As you know, we have 2 students working on r2 for the Google Summer of Code!

As we’re 3 weeks into the Summer, here’s what one of our student, sushant94 has to say about what he’s been working on!

GSoC logo

It’s been three weeks into GSoC and I’m having an amazing time. I am working along side dkreuter and been learning tons from him too!

Here is the repository where you can track our progress and also give us suggestions :)

We chose Rust as our language for implementation. Though at first I was a bit scared of this choice, I quickly realized how great the language is! Rust has allowed be to far more productive, after of course my initial battles with the borrow checker.

The zero-cost abstractions allowed by Rust has been a great so far!

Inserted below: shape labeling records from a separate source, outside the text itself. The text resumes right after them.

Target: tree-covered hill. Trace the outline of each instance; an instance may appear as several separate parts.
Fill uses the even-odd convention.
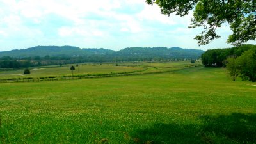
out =
[[[112,53],[114,51],[104,49],[86,49],[72,46],[37,46],[20,50],[0,52],[0,57],[25,58],[33,56],[84,56],[92,54]]]
[[[0,52],[0,57],[9,56],[16,58],[45,56],[104,56],[124,58],[198,58],[204,51],[202,50],[182,49],[180,47],[129,47],[118,51],[106,49],[81,49],[72,46],[37,46],[20,50]]]

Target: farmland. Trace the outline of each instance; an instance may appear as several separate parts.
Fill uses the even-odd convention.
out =
[[[1,83],[0,141],[255,143],[256,84],[184,63],[140,64],[148,74]]]

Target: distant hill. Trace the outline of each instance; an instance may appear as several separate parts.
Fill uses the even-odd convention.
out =
[[[118,51],[106,49],[81,49],[72,46],[37,46],[26,49],[12,50],[0,52],[0,57],[26,58],[45,56],[108,56],[111,57],[141,57],[141,58],[197,58],[204,52],[202,50],[182,49],[175,47],[129,47]]]
[[[204,52],[202,50],[182,49],[179,47],[130,47],[116,52],[119,56],[140,56],[150,57],[197,58]]]

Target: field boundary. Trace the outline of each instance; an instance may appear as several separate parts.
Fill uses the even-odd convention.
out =
[[[0,83],[20,83],[20,82],[42,82],[42,81],[65,81],[65,80],[77,80],[77,79],[93,79],[93,78],[103,78],[103,77],[119,77],[119,76],[135,76],[135,75],[146,75],[146,74],[161,74],[161,73],[168,73],[168,72],[175,72],[188,68],[191,68],[195,67],[202,67],[203,65],[191,65],[184,66],[182,68],[180,68],[178,69],[174,70],[163,70],[163,71],[152,71],[148,72],[150,68],[154,68],[157,69],[157,67],[153,66],[148,65],[120,65],[120,66],[129,66],[129,67],[143,67],[143,69],[141,70],[136,70],[132,72],[119,72],[115,73],[112,72],[110,74],[77,74],[74,75],[72,76],[71,75],[68,76],[49,76],[42,77],[25,77],[23,79],[0,79]],[[165,68],[163,68],[165,69]]]

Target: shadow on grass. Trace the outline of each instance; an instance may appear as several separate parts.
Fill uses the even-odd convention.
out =
[[[156,124],[132,134],[131,143],[256,143],[256,114],[200,116],[200,124]]]

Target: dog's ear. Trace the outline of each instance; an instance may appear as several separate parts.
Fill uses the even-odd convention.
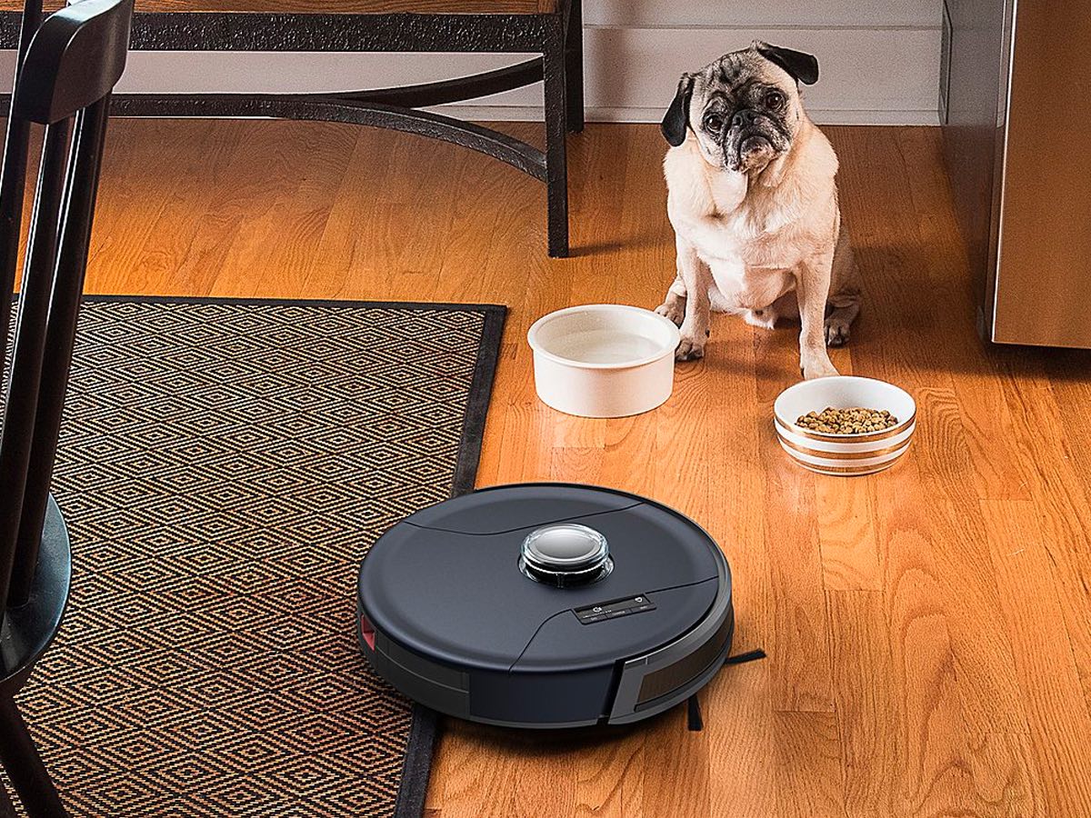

This is a quick roundup of what I’ve been upto:

  • Firstly, I got an ESIL parser up and running. We use this parser to convert to an IR which is easier to perform static analysis on. While the ESIL is amazing for emulation purposes, it’s not so much for static analysis as it has a very large number of supported opcodes. The RadecoIR (name subject to change) is much more simplified in terms of the number of opcodes. Also, ESIL is primarily just strings (as suggested by its name “Evaluable Strings Intermediate Language”) which could be pretty hard to work with.
  • The next step was to build a Control Flow Graph (CFG) out of the IR. Building a control flow graph will allow us to reason about the way the control flows in the program, and hence, helps us better understand the different programming constructs that go into making it. To make debugging and visualizations easier, I first went ahead and implemented a dot format emitter (ok, I admit it, I probably did this first as I felt it was more fun :P). Just a brief word about dot, dot is a graph description language which can be used an input to graphviz to obtain visual representations of a graph. The current implementation is just a minimal dot format emitter and all the features of dot format are not fully supported. At this point, it still cannot be used on any generic graphs. I plan to expand this in the future to allow more features and work on generic graphs.
  • The last part was making the CFG out of the emitted RadecoIR. This turned out to be pretty simple, however, there are still a ton of improvements to be made here :)

Apart from Radeco itself, I also helped in making r2pipe.rs which allows communication with radare2 over pipes. In the future, r2pipe.rs will be used to connect Radeco to radare2. R2Pipe.rs is great news if you’re a rust person as you can now interact with radare2 and extend it to meet your needs!